Литовцев вспомнил родителей.
— Не знаю, как убедить своих, что здесь даже копаться в земле — в радость, ибо это наша земля… А они там ковыряются, выращивая спаржу для французов, а эту спаржу сами даже не едят. Не по карману она им.
— Твои родители выращивают спаржу? — переспросила Нина невольно.
— Да, спаржу и прочие деликатесные овощи на продажу, — с неохотой ответил Литовцев, — а доход в треть моего здешнего жалованья… Так звать Метелкина?
— Не стоит, — твердо ответила Нина.
Конечно, она проживет еще зиму, если понадобится, еще весну, лишь бы все-таки вернуться в Лондон и снова увидеть Роберта.
Неделю назад она с матерью была в Москве, они шли по Рождественскому бульвару, и вдруг в толпе — знакомой осанки высокая, чуть сутуловатая фигура, светловолосая с проседью голова. Перехватило дыхание, в глазах поплыло. А потом этот человек подошел ближе, и сразу стало легче — совсем не похож на Роберта. Но разве может кто-то быть похож на Роберта? Только сам Роберт! Отец и думать запретил — без слов, одним взглядом. Мама добрее, но против воли отца не пойдет. Ну и что, что он немец? Сколько русских девушек по любви выходят замуж и за англичан, и за французов, коли родители привезли их в Европу, где русских мало, так мало… Юле на редкость повезло.
С того дня как увидела человека на Рождественском, так уже никак не могла в мыслях и на минуту оторваться от Роберта. Садилась за стол в доме Литовцевых, здесь, в Быково, смотрела сквозь стекла веранды в сад — казалось, сейчас распахнется калитка — и по песчаной дорожке пойдет к крыльцу он. Видела его по свою левую руку за этим столом — не как гостя, как равного, своего, как члена своей семьи. Ночью, лежа на узкой железной кровати в мансарде, где она спала вместе с Валентиной, невольно прислушивалась, не поднимается ли он к ней по винтовой лесенке.
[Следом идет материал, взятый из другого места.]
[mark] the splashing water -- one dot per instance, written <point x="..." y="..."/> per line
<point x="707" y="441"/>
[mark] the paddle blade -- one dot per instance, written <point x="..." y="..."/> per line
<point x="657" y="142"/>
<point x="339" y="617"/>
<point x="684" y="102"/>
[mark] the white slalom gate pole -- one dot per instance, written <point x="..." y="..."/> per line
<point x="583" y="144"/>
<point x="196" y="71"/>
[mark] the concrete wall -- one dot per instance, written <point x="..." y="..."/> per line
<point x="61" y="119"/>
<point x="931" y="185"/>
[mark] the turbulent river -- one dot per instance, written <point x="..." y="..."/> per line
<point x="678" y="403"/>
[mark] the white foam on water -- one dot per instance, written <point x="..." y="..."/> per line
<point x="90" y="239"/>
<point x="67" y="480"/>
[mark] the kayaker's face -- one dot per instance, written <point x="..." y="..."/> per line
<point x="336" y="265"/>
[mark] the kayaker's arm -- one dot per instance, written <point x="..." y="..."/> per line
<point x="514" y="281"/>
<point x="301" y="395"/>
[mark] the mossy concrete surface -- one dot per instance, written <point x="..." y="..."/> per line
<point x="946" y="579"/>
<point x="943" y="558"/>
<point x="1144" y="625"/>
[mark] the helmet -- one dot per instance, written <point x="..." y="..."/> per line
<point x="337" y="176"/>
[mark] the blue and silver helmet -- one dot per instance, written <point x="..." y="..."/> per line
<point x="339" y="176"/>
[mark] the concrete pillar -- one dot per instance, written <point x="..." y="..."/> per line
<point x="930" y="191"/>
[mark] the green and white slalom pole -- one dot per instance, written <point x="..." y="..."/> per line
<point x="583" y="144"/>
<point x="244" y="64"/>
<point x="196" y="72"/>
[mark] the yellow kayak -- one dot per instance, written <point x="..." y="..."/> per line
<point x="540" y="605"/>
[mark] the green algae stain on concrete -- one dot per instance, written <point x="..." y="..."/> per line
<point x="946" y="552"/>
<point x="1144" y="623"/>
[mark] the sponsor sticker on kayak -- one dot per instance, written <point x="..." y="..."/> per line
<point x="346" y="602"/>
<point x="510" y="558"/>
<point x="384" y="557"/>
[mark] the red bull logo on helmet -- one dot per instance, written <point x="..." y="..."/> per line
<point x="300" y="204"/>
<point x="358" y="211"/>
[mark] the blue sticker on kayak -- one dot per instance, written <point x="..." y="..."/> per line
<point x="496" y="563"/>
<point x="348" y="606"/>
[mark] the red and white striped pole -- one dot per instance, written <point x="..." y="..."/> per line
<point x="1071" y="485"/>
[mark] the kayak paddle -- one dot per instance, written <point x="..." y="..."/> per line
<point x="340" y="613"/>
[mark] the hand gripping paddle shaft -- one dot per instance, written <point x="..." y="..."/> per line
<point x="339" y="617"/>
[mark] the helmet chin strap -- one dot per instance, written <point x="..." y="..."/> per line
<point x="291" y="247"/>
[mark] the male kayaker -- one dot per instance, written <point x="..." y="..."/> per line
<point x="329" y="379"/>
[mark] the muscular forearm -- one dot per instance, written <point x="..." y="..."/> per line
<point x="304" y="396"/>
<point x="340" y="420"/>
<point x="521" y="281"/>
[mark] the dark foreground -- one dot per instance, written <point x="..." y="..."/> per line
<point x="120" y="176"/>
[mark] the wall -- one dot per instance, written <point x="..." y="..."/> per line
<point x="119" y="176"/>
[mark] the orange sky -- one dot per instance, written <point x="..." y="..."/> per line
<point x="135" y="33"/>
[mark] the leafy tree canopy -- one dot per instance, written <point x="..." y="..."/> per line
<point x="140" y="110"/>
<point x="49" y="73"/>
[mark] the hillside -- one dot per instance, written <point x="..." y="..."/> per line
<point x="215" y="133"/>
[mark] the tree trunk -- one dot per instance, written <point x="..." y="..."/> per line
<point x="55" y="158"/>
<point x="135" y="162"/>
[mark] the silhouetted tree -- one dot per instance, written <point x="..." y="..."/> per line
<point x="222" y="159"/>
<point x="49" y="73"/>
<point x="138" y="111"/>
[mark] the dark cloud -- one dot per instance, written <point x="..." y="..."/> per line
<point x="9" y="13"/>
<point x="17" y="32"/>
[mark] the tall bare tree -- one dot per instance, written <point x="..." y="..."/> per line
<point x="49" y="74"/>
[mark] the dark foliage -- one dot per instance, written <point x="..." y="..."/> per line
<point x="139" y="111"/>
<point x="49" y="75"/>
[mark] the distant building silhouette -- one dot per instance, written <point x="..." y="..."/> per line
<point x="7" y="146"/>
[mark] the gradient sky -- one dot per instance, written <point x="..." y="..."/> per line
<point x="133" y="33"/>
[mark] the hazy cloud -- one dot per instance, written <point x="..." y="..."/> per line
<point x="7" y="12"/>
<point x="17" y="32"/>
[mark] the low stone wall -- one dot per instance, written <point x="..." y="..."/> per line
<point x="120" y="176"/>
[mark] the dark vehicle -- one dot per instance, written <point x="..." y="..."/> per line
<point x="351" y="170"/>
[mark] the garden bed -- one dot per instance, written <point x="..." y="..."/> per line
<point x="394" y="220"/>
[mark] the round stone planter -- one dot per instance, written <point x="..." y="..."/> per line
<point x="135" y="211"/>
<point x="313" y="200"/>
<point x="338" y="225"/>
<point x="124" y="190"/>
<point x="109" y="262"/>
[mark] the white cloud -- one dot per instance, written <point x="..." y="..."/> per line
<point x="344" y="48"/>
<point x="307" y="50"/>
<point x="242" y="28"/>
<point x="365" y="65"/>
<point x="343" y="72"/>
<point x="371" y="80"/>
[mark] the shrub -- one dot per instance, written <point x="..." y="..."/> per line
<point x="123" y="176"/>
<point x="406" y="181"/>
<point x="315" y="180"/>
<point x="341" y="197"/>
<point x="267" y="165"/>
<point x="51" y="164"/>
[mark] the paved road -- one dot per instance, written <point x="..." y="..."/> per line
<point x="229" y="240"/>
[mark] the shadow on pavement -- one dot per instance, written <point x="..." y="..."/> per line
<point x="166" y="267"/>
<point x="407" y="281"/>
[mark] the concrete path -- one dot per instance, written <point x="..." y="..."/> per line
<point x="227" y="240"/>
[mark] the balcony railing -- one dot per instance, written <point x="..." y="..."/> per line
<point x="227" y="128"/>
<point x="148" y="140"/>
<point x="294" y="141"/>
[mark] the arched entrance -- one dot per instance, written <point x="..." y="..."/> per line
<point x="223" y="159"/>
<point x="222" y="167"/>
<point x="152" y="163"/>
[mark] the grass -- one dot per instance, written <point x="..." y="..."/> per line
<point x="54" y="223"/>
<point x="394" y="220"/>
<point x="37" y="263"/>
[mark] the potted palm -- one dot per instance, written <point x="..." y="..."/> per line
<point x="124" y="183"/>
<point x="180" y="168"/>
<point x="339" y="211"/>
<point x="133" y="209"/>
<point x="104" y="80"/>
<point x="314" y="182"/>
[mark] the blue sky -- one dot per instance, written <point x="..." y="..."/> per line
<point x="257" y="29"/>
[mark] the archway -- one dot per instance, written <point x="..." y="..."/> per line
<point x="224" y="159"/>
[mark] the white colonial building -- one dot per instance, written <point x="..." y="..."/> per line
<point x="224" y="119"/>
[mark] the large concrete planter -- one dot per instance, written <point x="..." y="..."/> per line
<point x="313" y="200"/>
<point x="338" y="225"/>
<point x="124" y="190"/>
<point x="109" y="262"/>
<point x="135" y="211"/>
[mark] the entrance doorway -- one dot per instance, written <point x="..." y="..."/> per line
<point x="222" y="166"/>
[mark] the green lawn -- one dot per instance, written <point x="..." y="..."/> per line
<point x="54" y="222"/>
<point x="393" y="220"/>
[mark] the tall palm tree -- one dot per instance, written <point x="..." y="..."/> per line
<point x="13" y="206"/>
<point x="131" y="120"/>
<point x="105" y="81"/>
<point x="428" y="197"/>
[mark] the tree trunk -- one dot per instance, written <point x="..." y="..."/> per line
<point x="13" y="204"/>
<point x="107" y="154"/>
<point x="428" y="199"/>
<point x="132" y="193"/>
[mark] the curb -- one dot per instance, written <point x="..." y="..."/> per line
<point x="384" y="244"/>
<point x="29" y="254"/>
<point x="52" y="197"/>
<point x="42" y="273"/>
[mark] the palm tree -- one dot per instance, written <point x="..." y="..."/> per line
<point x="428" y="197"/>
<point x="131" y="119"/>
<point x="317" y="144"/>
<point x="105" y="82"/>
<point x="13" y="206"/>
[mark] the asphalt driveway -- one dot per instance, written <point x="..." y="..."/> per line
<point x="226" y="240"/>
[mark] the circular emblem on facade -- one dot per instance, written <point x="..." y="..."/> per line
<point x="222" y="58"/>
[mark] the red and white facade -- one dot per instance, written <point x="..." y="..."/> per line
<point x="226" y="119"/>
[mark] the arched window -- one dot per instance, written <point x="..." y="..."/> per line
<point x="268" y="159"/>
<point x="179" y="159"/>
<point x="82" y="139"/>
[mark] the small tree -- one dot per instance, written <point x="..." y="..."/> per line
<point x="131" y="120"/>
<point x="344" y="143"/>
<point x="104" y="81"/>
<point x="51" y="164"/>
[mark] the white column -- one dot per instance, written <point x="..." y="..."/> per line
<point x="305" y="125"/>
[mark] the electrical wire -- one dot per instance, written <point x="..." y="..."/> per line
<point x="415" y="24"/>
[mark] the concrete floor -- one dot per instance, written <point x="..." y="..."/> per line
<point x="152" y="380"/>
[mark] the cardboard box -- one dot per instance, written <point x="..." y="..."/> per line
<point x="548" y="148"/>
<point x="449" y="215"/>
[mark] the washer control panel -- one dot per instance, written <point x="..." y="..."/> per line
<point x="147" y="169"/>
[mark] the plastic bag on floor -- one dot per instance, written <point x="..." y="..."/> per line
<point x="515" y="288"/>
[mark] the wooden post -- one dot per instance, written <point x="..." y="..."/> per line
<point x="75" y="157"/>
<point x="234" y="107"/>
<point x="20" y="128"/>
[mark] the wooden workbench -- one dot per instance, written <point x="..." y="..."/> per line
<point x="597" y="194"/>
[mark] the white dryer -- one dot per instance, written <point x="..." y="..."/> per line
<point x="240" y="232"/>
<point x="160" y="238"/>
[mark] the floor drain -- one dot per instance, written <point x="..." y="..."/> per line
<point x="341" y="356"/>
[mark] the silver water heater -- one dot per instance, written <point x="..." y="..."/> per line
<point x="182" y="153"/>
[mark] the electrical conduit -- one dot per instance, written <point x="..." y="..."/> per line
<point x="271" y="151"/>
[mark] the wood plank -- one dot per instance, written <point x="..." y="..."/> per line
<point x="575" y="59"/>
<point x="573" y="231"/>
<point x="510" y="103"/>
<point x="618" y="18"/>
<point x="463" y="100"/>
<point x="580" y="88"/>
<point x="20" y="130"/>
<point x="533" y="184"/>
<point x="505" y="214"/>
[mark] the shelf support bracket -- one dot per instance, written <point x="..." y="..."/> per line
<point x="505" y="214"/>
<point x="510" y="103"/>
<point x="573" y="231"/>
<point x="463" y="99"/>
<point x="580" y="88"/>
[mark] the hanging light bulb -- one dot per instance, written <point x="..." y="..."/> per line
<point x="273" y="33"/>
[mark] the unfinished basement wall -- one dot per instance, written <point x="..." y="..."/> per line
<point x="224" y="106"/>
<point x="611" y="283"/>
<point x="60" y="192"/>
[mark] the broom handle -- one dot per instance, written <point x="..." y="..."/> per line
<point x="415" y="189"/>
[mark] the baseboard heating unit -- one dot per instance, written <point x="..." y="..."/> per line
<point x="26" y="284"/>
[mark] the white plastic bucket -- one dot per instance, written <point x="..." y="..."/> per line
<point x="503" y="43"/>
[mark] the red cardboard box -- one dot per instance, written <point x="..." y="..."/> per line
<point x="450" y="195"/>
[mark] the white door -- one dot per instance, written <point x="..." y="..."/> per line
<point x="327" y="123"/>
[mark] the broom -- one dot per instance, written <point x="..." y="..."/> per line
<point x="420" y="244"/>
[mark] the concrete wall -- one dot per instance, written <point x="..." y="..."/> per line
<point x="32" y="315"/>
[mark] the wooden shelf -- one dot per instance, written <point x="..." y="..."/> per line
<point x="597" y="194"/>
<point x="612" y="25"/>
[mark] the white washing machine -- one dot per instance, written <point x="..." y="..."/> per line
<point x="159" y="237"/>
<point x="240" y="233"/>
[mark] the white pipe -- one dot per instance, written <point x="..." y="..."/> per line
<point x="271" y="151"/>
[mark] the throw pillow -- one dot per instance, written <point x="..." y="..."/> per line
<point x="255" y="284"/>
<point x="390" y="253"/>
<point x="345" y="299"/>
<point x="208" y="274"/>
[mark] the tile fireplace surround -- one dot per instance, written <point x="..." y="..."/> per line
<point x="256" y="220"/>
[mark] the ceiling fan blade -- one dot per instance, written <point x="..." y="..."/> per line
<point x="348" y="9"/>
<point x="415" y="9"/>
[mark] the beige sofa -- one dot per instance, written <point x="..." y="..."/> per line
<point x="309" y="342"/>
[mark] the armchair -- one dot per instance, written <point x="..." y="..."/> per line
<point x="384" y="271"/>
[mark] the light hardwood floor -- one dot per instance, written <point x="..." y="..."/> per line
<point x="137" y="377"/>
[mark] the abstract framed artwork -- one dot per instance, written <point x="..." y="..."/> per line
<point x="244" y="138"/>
И как на грех, как на беду, растравляя сердце, по вечерам Валентина упорно крутила невесть откуда взявшуюся старую пластинку Шаляпина, где он со слезами в голосе пел: «О, если б навеки так было, о, если б навеки так бы-ы-ыло»… — такое изнуряющее длинное «о»! «Спрячу, не хочу мучиться, спрячу пластинку, скажу, потерялась, разбилась, спрячу!» — в сердцах думала Нина.
С веранды окликнули. Литовцев отряхнул парусиновые брюки, Нина разровняла клумбу, и они пошли к дому.
— Сегодня, когда вы уходили на базар, — рассказывала Мария Петровна, — опять появлялась эта соседка, Шура. Подошла опять к раскрытому окну, ребенка кормит грудью и глядит черным цыганским глазом, молча глядит. Можно сказать, сверлит. Что она приходит? Спросить неудобно. Глаза недобрые, с недобрым любопытством. Странная женщина. И потом… Кормить ребенка грудью на улице! Кругом мухи! Уж не говоря…
— Невежество российское… — хмыкнула Валентина, подставляя матери тарелку. — Не обращай внимания.
— Да не в этом дело! Она простая женщина, даже, наверное, неплохая, но откуда у нее столько враждебности к нам, столько тяжелого любопытства? Что мы — тигры в зверинце?
Никто не ответил княгине Багратиони.